At the same time, MTU's very first mobile gas engines for marine applications will shortly be going into service on Lake Constance and in the Wadden Sea zone of the North Sea. These boast tangible benefits: The mobile MTU gas engine is already well below the current emission guideline limits (IMO III) without exhaust gas after-treatment – for example, particulate mass is below the verification limit. It does not emit any sulphur oxides and only small amounts of nitrous oxides.
“New technology for reducing the greenhouse gas CO2 is about to be launched,” says Dr Martin Teigeler, development chief at Rolls-Royce Power Systems. MTU's hybrid propulsion system for yachts and commercial vessels is scheduled to go into service in a yacht in 2020. The system combines diesel engines with electric motors and batteries. Digital technology for capturing, transmitting and analysing operating data is also deployed to make marine propulsion as fuel-economic and eco-friendly as possible. And the fuel does not necessarily have to be of fossil origin.
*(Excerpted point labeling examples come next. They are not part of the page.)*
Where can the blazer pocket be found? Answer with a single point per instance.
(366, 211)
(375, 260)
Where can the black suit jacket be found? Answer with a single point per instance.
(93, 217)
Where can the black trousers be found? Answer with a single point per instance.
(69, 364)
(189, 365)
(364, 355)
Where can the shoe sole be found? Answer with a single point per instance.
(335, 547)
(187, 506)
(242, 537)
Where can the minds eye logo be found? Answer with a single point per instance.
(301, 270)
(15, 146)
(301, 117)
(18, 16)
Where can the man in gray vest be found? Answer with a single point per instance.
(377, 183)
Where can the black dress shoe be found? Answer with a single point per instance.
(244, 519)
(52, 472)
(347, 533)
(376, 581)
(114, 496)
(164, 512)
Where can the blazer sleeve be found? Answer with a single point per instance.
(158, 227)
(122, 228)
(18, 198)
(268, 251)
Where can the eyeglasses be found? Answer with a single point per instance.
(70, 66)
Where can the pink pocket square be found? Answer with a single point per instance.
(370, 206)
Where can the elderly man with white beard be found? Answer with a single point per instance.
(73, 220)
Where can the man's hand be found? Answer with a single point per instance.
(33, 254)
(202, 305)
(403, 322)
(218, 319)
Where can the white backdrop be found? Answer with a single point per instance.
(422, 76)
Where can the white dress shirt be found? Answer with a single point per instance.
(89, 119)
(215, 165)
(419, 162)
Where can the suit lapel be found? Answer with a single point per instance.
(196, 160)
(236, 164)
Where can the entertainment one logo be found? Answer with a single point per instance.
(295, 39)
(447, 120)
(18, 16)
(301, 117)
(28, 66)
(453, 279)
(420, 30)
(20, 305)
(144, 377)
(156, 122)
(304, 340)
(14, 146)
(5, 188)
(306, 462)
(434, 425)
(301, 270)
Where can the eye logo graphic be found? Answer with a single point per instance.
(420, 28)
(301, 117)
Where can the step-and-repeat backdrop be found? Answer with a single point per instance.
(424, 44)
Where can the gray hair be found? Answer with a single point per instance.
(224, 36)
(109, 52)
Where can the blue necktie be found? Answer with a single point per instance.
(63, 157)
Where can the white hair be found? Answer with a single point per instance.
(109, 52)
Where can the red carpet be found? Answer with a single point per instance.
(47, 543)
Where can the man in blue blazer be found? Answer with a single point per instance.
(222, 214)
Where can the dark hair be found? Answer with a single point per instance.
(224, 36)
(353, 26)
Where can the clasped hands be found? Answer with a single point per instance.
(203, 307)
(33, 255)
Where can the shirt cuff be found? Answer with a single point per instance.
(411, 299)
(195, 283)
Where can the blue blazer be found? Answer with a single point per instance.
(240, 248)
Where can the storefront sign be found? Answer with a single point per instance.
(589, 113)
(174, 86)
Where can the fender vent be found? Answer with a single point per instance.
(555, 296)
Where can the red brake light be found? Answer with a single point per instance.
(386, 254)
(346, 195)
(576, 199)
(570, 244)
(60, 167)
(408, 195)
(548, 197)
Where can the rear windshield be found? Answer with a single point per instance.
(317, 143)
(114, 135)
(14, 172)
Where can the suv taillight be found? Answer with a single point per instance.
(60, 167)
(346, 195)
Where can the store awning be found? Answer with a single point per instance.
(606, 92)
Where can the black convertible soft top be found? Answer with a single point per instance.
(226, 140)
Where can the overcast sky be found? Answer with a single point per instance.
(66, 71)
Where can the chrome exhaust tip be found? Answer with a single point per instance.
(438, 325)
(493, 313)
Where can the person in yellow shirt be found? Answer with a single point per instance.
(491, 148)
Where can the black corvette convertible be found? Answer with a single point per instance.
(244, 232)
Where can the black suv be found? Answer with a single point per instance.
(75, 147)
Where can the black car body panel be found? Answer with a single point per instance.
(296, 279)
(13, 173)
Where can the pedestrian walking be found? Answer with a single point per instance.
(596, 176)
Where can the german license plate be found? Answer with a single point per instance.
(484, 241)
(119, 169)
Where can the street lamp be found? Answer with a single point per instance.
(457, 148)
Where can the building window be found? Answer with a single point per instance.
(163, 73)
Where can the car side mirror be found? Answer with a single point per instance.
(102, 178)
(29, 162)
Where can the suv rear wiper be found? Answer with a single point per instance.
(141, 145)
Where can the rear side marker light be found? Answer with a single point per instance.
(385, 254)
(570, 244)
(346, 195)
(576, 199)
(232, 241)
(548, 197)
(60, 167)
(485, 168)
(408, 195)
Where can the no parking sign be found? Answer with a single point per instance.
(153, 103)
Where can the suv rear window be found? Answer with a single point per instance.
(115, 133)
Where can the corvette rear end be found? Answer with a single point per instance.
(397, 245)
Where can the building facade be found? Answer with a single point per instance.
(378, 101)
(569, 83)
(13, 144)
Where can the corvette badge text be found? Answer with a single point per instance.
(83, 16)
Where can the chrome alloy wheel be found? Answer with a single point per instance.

Rolls-Royce Power Systems is one of several partners working on Methquest, a flagship project also supported by the German Ministry of Economic Affairs & Energy. Technologies are to be developed and analysed that will enable methane-based fuels from renewables to be used in mobile and stationary applications and subsequently launched on the market.
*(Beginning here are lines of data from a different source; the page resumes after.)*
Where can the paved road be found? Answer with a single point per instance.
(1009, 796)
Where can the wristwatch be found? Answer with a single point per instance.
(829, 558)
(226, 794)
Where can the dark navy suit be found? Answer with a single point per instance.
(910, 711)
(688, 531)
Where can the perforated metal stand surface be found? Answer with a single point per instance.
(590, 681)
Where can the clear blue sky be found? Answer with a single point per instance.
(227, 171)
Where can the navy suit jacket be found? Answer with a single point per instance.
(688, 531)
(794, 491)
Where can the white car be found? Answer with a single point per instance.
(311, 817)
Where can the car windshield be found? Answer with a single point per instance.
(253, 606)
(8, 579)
“If we manage to achieve this with reasonable effort and expense, we will have taken a major step forward towards making the climate-neutral drive a reality,” said Dr Teigeler, going on to add, “Another idea being floated is the use of fuel cells for marine propulsion.”
The internal combustion engine – be it diesel or gas-powered – will retain its prominence. At the same time, however, myriad new possibilities – from battery technology to alternative fuels – are coming into play and opening the field for engineers to build more eco-friendly, efficient drive and propulsion systems. In doing so, they perform the role of solutions provider by meeting all the customer's needs.
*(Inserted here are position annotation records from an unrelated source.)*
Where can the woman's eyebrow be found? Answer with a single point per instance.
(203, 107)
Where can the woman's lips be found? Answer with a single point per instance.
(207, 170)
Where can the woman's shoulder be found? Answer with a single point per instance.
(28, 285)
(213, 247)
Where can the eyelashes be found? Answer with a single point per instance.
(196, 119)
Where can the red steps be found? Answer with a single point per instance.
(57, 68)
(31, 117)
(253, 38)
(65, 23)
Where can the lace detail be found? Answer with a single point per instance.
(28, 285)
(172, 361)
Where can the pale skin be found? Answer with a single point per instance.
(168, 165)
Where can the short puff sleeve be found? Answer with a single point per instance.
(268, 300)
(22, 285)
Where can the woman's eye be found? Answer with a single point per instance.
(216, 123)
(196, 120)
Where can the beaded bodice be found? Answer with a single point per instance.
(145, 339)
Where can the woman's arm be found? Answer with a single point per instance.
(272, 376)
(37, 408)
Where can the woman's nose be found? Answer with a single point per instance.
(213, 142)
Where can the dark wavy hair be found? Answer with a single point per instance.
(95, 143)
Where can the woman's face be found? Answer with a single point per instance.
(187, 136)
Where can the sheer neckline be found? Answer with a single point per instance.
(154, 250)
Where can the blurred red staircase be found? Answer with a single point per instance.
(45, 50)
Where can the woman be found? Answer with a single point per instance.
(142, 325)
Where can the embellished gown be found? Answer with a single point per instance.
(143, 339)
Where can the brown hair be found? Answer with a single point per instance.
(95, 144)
The maritime economy represents a major market for MTU engines. “Next to the stationary power generation systems that we deliver, another strategic pillar of our business are products and services for marine applications,” said Andreas Schell, CEO Rolls-Royce Power Systems that is headquartered in Friedrichshafen on Lake Constance. Nearly all marine engines built by MTU, the core brand of Rolls-Royce Power Systems, are manufactured here and supplied to customers across the globe. 90% of marine application products are exported directly or indirectly.
Capable of nominal speeds exceeding 1000 rpm, MTU marine engines are high-speed units suitable for all kinds of service on the world's oceans. They not only power coastal shipping vessels but are used in crew transfer ships serving offshore platforms, in military vessels, high-speed ferries and yachts. MTU marine engines are renowned for flexible power delivery combined with low fuel consumption, long service life and operational reliability.
On Lake Constance itself, on whose shores the engines are developed, MTU products are the exception rather than the rule. Usually, it is the smaller engine models that are used in car ferries, excursion vessels and police boats circulating on the lake. Most MTU marine engines, capable of outputs from around 260 to 10,000 kW, are too big and powerful for applications on Lake Constance. Built to traverse the oceans, they can be found in the high-speed ferries shuttling trucks, cars and passengers between the ports of Sicily and Malta, and in the tugboats that assist ocean-going giants within ports or stricken vessels out at sea. They also power governmental vessels used in coastal patrol missions or to intercept rogue vessels.